Monday, October 30, 2017

SEC Enforcement co-director touts new retail investor, cybersecurity initiatives

By Amanda Maine, J.D.

Stephanie Avakian, co-director of the SEC’s Division of Enforcement, outlined the Division’s recent initiatives on protecting retail investors and strengthening the SEC’s cybersecurity efforts. Avakian’s remarks were delivered at a keynote speech at the Securities Docket’s annual enforcement forum in Washington, D.C.

Priorities identified. Avakian stressed that although the SEC, under the direction of new Chairman Jay Clayton, has made retail investors and cybersecurity priorities for the Division, the SEC’s broad mission of protecting investors has not changed. Avakian emphatically rejected the notion that the prioritization of these issues would direct resources away from other Commission enforcement activities, such as combatting financial fraud and policing Wall Street.

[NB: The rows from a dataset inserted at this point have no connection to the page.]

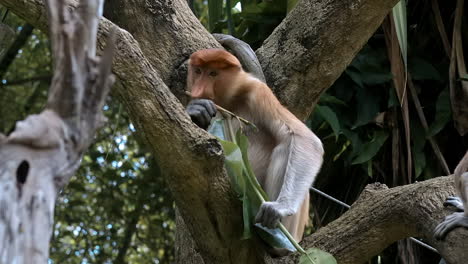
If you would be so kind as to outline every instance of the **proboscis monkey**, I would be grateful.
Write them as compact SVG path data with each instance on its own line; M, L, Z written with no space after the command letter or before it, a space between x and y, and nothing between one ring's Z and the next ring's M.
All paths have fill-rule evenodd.
M309 217L309 188L323 160L320 139L225 50L193 53L187 86L192 96L187 112L200 127L209 125L216 112L214 104L256 125L258 130L245 131L248 155L271 199L261 205L256 221L269 228L281 221L300 241Z
M457 212L445 217L434 230L436 239L444 237L457 227L468 228L468 151L455 168L455 188L460 197L448 197L444 205L454 206Z

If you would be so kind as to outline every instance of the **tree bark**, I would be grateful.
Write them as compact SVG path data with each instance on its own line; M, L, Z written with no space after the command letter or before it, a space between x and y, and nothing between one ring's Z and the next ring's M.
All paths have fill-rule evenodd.
M349 211L301 244L331 253L340 264L358 264L391 243L413 236L435 247L447 263L466 263L468 230L455 229L444 241L433 237L434 228L450 213L443 209L443 201L454 193L453 176L391 189L369 185ZM274 263L295 262L294 258L285 258Z
M341 75L397 2L299 1L257 50L267 83L280 101L299 118L307 118L321 93ZM196 50L220 47L186 0L113 0L105 15L132 33L182 101L185 75L178 72L179 67Z
M396 1L315 1L314 3L320 7L320 10L323 10L321 13L314 15L314 19L311 19L310 23L306 25L307 28L304 28L304 30L311 32L305 35L311 36L313 32L316 32L314 28L317 28L317 32L320 32L320 34L325 35L326 32L322 29L325 27L320 27L320 25L326 23L326 25L331 27L330 25L335 22L338 23L337 25L341 25L336 28L336 32L333 32L335 39L328 39L320 34L316 35L319 38L318 40L302 39L299 38L300 36L297 36L299 38L297 43L309 43L313 40L317 41L317 43L313 45L307 44L310 45L306 45L309 49L306 52L304 48L302 55L285 55L283 54L285 52L282 52L282 50L284 51L286 48L282 48L281 50L278 47L281 46L282 42L285 42L291 43L289 45L291 49L294 49L292 43L295 42L287 42L293 40L286 39L286 37L295 36L294 32L291 32L293 35L288 35L286 30L276 30L265 43L265 46L258 51L263 62L262 66L267 73L267 81L272 83L273 86L279 87L278 89L291 89L291 93L297 92L298 94L302 94L303 97L308 97L304 96L305 94L312 95L306 99L308 101L300 100L300 106L297 106L298 108L309 107L309 110L295 111L301 118L304 118L310 112L310 107L317 100L320 92L326 89L325 84L330 85L338 77L352 56L358 52L370 36L371 33L369 32L375 30L379 21L383 19L394 2ZM34 26L42 30L45 29L44 13L38 0L0 0L0 3ZM125 8L119 6L119 9L128 11L129 13L125 14L131 14L132 20L135 23L132 23L132 26L130 24L123 25L122 22L121 24L122 26L126 26L130 31L135 30L132 33L139 39L139 42L125 30L118 30L113 71L119 79L119 85L116 86L115 92L125 104L132 122L141 135L143 135L146 142L148 142L148 146L165 171L167 182L180 209L180 214L187 229L195 239L197 249L201 253L204 262L272 263L271 261L292 261L294 257L270 260L258 248L258 243L251 240L241 241L239 239L242 233L241 208L239 201L231 191L223 169L221 147L213 137L191 123L183 107L168 88L168 86L172 86L172 90L174 91L176 84L179 87L184 87L185 76L179 73L178 69L182 68L183 62L191 52L200 48L215 47L218 44L194 20L193 16L188 13L189 9L185 1L150 2L141 0L137 2L135 0L129 1L129 3L132 3L132 5ZM315 5L311 5L311 3L312 1L302 1L302 4L310 5L304 6L304 8L309 7L309 12L315 10L312 9ZM340 5L339 3L344 4ZM341 16L328 10L328 8L332 7L346 7L341 12L347 13L347 16ZM369 8L369 11L365 11L367 8ZM360 11L358 12L358 10ZM371 12L377 12L377 15L372 15ZM324 16L318 19L317 16L320 14ZM362 17L359 18L359 15L362 15ZM335 17L354 21L350 25L360 26L364 33L361 35L357 29L356 31L354 29L342 29L343 27L350 26L346 24L346 21L335 21ZM288 17L283 24L287 23L289 19L292 18ZM371 26L367 28L359 23ZM142 29L139 30L137 26L142 27ZM113 27L113 24L107 19L102 19L100 36L105 36L110 27ZM287 28L288 26L283 27ZM340 35L340 30L343 35ZM351 36L350 34L355 34L356 36ZM267 43L273 41L272 38L274 36L278 36L278 44L269 44L271 46L267 46ZM324 38L324 40L320 40L320 38ZM335 57L331 57L326 52L319 52L319 49L314 49L316 45L323 45L321 46L322 48L326 45L338 45L334 41L346 46L341 47L341 51L333 53ZM101 41L98 44L102 45ZM269 49L276 49L280 52L268 52ZM340 52L346 54L341 54ZM306 59L302 59L302 56L305 56ZM344 60L344 62L342 63L341 60ZM270 67L279 67L276 64L291 65L292 67L284 70L284 73L282 73L284 75L280 75L278 79L275 79L276 77L273 76L272 72L268 73L268 69ZM296 71L301 71L306 78L300 79L296 75ZM276 71L274 72L276 73ZM312 76L312 73L316 74L314 75L315 77ZM301 82L305 83L304 80L314 80L313 78L319 78L318 76L322 76L325 81L319 83L318 86L314 86L313 89L306 85L299 85ZM183 90L183 88L181 89ZM177 92L175 93L177 94ZM297 98L288 99L284 97L285 95L282 92L278 94L283 102L299 102ZM426 184L437 181L428 181ZM370 257L372 254L376 254L390 241L394 241L394 239L429 232L435 226L434 223L440 220L442 196L445 198L446 194L446 191L445 193L437 193L437 191L443 191L449 182L446 178L442 178L439 181L441 181L440 186L437 185L439 187L430 185L425 189L425 183L420 183L414 186L411 185L408 187L410 189L405 189L405 191L403 189L382 191L382 193L389 192L386 194L390 195L394 194L392 192L400 190L400 195L394 194L391 196L395 200L387 199L386 201L388 203L393 202L394 206L400 204L402 207L407 206L406 210L408 212L410 210L416 211L420 206L418 202L420 202L421 212L426 213L425 216L430 217L429 219L423 219L424 223L426 223L426 227L424 228L415 228L414 225L411 225L412 222L410 220L414 220L414 216L399 213L398 215L404 216L404 218L396 219L393 214L385 214L385 210L373 206L376 204L376 201L379 201L377 199L385 200L387 197L386 195L376 195L371 199L371 202L362 203L361 206L357 203L354 206L355 208L335 221L336 223L334 222L320 229L310 239L306 239L304 243L307 246L315 245L330 251L339 261L347 261L343 263L360 263L359 261ZM400 198L396 198L400 196L406 197L406 199L401 198L402 200L399 200ZM413 200L412 203L409 203L411 196L413 196ZM414 199L414 197L419 197L419 199ZM439 205L437 207L424 206L424 202L428 199L432 202L438 201ZM378 204L385 205L385 203L380 202ZM379 210L381 213L377 214L380 212ZM407 220L407 217L410 220ZM380 221L385 220L386 226L379 225L376 219ZM398 221L395 222L394 220ZM424 224L421 221L419 223ZM373 225L376 227L371 229L374 232L365 232L367 229L362 228L361 225L367 227L367 229L371 229L370 227ZM358 232L360 230L362 234ZM432 231L425 233L424 236L429 237L430 233ZM463 245L459 242L466 239L465 234L465 230L456 230L449 236L450 243L434 242L434 245L441 250L442 254L449 254L447 245L453 246L452 241L458 243L455 246ZM308 244L310 240L313 240L313 243L310 242ZM366 242L367 240L374 243L368 243ZM432 242L431 240L428 241ZM354 244L352 244L353 242ZM362 253L363 248L359 247L361 244L369 247L372 246L372 250L369 253ZM363 256L360 257L358 255ZM460 255L463 255L463 253L460 253ZM450 255L446 257L450 259Z
M99 2L99 1L98 1ZM0 134L0 263L47 263L55 198L102 125L113 45L95 57L96 1L48 0L54 77L46 110ZM92 14L92 15L89 15Z
M306 119L397 2L299 1L257 50L267 83Z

Retail investors. Chairman Clayton has emphasized the importance of the “Main Street investor.” In particular, the Commission should always take into account the long-term interests of “Mr. and Mrs. 401(k).” The SEC’s priorities under Clayton reflect this belief with the Enforcement Division establishing a Retail Strategy Task Force. The task force will employ the use of data analytics and technology to help detect widespread misconduct, Avakian said. While the task force does not have dedicated staff to conduct investigations themselves, it will refer possible targets for investigation across the Division, according to Avakian.

Avakian gave some examples about what kind of conduct would be targeted under the prioritization of misconduct against retail investors. The SEC will look at firms that charge undisclosed fees to investors, as well as practices such as “churning” that generate large commissions to advisers at the expense of investors. The SEC will also scrutinize incidents where financial industry professionals recommend risky investment vehicles to investors, such as those saving for retirement, for whom such investments are unsuitable.

She also stressed that enforcement alone is not enough to protect retail investors. The task force will be engaged in investor outreach as well, Avakian said.

Cybersecurity. Chairman Clayton issued a statement on cybersecurity last month emphasizing the importance of evaluating cyber risks. The cybersecurity issue hit closer to home with the Commission’s revelation of a cybersecurity breach of its EDGAR system last year. In the wake of cybersecurity incidents, Avakian outlined three main issues that the Division hopes to tackle with respect to cybersecurity. The first is targeting those engaging in activity such as hacking to gain an unlawful market advantage. As an example, she cited individuals who, through illegal hacking, obtain material, nonpublic information such as an upcoming merger and trade on that information prior to a public announcement of the transaction.

The Division will also focus on registered entities’ failures to take appropriate steps to ensure system integrity, Avakian said. The SEC has in recent years adopted several regulations aimed at the protection of systems that are risk-based and flexible. The Enforcement Division also coordinates with the Office of Compliance Inspections and Examinations (OCIE) regarding cyber concerns. OCIE has issued a Risk Alert detailing observations gained from inspections of SEC-registered broker-dealers, investment advisers, and investment companies about their cybersecurity preparedness.

A third issue regarding cybersecurity, according to Avakian, involves cyber-related disclosure failure. While the SEC has not yet brought a case on this issue, Avakian indicated that the increased scrutiny on cybersecurity could result in actions against companies that do not disclose cyber-related issues. She pointed to the Division of Corporation Finance’s guidance from 2011 about “meaningful and timely disclosures” about cybersecurity concerns. However, she assured that the Division has no intention of second-guessing decisions regarding cybersecurity disclosures if they are reasonable and well-informed.

Technology issues will be a priority for the Division, Akavian said. These include blockchain technology and initial coin offerings (ICOs). The SEC issued a statement in July indicating that ICOs can be treated like securities under the federal securities laws. Blockchain technology and ICOs have gained attention recently, and it makes sense to consolidate enforcement efforts to evaluate them, Avakian said.